Rajesh was just one of many students who wasn’t able to vote, or waited for hours to vote on Election Day on September 20. Much of this was a result of the cancellation of the Vote on Campus program, which for Rajesh, prevented her from voting. The Vote on Campus program launched in 2015 and until this year, allowed students to register for and vote for their home constituencies from their university campuses.

VP External Saad Shoaib said the cancellation of the Vote on Campus program made the AMS concerned going into Election Day.

“One of the key things that we did not only on Election Day, but before Election Day, was making sure that we were communicating to the students via newsletters that they may not be able to vote at the Nest,” Shoaib said.

He said the AMS was disappointed with Elections Canada’s ability to handle the lines at the Nest’s polling station.

Siscilie Wong, a third-year linguistics major, was forced to wait over four hours to vote in the Nest, and said she was “one of the last people to vote” in a message to The Ubyssey.

A statement issued by Elections Canada said the cancellation of the Vote on Campus program was not permanent and was a result of COVID-19.

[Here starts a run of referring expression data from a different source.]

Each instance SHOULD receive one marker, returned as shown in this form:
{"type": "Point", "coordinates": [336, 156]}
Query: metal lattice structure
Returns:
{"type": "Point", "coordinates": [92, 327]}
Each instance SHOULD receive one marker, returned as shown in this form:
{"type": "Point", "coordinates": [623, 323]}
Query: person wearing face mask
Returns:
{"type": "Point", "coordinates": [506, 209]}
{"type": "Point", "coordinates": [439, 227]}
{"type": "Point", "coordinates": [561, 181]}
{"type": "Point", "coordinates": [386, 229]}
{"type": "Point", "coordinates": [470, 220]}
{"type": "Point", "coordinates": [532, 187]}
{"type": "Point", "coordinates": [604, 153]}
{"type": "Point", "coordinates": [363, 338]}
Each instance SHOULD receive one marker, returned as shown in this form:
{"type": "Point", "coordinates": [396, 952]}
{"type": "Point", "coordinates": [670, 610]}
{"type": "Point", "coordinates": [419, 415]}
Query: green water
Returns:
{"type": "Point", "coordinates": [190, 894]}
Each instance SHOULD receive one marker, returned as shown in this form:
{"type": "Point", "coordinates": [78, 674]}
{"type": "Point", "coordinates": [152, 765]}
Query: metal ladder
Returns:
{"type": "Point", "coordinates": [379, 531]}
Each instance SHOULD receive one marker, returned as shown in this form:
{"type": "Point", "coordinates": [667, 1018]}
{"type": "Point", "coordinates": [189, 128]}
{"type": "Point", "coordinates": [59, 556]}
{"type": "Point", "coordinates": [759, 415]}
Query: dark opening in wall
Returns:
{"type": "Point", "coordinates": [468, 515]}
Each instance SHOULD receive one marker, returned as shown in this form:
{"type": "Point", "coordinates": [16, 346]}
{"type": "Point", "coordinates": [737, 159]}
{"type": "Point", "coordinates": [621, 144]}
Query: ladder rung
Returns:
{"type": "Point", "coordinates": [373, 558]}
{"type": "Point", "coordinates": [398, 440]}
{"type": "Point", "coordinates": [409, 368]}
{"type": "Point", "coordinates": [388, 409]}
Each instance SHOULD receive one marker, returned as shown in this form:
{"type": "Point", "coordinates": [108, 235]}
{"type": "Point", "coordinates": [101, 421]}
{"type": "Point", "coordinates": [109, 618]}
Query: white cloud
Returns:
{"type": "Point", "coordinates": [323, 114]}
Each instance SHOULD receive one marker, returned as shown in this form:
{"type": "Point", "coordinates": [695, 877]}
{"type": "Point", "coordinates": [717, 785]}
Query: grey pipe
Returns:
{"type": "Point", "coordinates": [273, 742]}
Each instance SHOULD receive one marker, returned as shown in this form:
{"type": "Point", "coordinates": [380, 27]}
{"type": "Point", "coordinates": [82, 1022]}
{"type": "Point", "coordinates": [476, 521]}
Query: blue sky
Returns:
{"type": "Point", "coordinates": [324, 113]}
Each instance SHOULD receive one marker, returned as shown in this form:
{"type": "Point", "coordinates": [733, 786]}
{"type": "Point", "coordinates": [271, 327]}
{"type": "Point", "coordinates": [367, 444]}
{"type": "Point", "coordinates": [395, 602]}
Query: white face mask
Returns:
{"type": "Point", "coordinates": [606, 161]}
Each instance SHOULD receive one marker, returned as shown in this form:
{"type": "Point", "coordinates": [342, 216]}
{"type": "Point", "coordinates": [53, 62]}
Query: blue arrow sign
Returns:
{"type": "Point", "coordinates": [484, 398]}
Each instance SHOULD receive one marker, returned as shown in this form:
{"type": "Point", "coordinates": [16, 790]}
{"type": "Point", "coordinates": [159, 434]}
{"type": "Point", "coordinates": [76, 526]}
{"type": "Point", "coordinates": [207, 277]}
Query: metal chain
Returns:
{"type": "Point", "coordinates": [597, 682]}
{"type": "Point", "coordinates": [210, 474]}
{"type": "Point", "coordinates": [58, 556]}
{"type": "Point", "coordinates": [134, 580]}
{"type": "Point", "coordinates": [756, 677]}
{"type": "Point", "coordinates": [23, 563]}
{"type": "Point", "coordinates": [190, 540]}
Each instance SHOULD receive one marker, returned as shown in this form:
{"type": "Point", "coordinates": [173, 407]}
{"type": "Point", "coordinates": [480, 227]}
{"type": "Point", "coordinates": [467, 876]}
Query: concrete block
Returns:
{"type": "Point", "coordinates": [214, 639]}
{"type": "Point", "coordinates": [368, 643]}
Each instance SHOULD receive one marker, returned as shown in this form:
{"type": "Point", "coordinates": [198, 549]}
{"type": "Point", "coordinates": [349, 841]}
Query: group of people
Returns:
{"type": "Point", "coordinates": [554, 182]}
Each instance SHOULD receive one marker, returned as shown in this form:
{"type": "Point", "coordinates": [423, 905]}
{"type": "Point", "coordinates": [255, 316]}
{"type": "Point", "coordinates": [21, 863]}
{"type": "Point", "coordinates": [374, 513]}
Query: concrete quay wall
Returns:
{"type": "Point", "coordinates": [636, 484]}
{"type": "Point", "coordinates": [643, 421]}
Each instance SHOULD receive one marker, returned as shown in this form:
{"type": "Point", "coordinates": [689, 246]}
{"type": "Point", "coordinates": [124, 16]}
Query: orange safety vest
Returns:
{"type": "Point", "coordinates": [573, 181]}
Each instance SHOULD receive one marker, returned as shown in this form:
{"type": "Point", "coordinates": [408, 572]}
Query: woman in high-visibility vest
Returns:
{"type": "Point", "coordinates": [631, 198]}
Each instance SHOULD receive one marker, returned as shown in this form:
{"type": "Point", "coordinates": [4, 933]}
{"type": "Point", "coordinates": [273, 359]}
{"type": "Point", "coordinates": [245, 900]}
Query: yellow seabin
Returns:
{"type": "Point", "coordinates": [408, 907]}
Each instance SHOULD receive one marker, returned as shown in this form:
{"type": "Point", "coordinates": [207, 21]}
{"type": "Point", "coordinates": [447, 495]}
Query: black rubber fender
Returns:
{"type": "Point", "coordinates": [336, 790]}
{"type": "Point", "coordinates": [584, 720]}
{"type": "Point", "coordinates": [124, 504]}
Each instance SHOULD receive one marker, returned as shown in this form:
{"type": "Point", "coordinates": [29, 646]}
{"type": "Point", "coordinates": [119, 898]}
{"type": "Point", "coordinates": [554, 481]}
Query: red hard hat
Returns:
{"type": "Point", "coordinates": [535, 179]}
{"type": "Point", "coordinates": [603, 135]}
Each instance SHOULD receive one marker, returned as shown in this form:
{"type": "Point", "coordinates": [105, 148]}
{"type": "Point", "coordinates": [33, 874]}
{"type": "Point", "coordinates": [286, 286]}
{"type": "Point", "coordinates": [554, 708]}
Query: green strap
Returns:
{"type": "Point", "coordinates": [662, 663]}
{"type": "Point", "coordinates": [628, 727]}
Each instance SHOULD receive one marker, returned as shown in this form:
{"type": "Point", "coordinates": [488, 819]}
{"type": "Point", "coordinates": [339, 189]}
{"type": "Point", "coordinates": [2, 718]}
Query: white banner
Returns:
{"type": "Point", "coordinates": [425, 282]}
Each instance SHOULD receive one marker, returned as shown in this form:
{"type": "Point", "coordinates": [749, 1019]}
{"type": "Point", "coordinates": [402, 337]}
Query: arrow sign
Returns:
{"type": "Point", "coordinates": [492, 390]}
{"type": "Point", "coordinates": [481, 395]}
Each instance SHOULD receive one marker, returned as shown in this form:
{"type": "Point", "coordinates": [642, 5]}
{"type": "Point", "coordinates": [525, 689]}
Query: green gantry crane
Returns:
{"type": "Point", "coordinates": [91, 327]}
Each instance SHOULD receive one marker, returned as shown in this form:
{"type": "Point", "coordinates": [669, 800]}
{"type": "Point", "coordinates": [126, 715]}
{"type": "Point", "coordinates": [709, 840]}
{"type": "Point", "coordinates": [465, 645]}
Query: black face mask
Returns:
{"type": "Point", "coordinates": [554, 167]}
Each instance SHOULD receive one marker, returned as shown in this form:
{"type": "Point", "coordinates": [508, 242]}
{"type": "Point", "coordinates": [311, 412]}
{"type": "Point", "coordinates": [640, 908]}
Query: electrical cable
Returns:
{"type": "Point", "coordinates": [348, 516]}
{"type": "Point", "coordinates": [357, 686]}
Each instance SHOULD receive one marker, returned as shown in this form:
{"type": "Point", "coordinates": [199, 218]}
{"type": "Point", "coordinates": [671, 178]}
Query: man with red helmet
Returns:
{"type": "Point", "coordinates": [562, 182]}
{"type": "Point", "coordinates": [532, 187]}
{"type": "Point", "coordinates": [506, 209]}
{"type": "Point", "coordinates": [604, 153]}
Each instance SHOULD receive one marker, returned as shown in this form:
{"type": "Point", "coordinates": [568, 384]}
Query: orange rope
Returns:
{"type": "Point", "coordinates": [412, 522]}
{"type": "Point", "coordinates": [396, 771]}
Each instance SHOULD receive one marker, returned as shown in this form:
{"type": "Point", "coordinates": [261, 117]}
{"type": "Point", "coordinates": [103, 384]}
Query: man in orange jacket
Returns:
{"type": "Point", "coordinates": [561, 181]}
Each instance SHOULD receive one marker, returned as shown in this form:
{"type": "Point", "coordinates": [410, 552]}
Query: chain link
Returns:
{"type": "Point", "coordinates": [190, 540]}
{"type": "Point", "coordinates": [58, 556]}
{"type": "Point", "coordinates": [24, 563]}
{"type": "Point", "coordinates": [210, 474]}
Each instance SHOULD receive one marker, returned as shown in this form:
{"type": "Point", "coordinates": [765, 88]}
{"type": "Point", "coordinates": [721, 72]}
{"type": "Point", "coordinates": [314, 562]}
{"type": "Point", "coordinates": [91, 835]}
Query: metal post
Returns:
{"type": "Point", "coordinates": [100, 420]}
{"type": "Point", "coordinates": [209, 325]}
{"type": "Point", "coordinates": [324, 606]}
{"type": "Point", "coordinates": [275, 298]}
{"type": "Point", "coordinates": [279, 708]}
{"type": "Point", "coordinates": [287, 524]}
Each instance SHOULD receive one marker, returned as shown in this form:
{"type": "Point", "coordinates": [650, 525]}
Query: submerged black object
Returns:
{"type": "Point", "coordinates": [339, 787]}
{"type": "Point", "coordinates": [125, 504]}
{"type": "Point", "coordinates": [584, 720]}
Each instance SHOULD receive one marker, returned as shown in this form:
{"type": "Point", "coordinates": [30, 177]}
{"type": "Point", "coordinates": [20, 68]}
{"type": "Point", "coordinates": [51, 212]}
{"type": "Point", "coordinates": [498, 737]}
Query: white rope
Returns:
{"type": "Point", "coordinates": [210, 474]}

“The complexity of the Vote on Campus program made it impossible to run given that there were few administrations or student associations on campus that could take part in planning and preparation for much of the 2020-2021 academic year,” Andrea Marantz, regional media advisor, wrote.

“The Vote on Campus program is far more than a matter of opening regular polls on campuses. It requires a great deal of IT support and in effect, means building the equivalent of a returning office on each campus. With all the demands of a pandemic election, these resources were not available.”

Marantz said Elections Canada will reinstate the Vote on Campus program next election.

Shoaib made it clear that the AMS will ensure more is done to help students vote next election.

“A key value of Elections Canada is to be responsive to the needs of Canadians involved in the electoral process. This past election cycle, they were not responsive to the needs of Canadians,” Shoaib said.

“We're going to be continuously calling on Elections Canada to reinstate that program and make sure that nothing like this ever happens in the future.”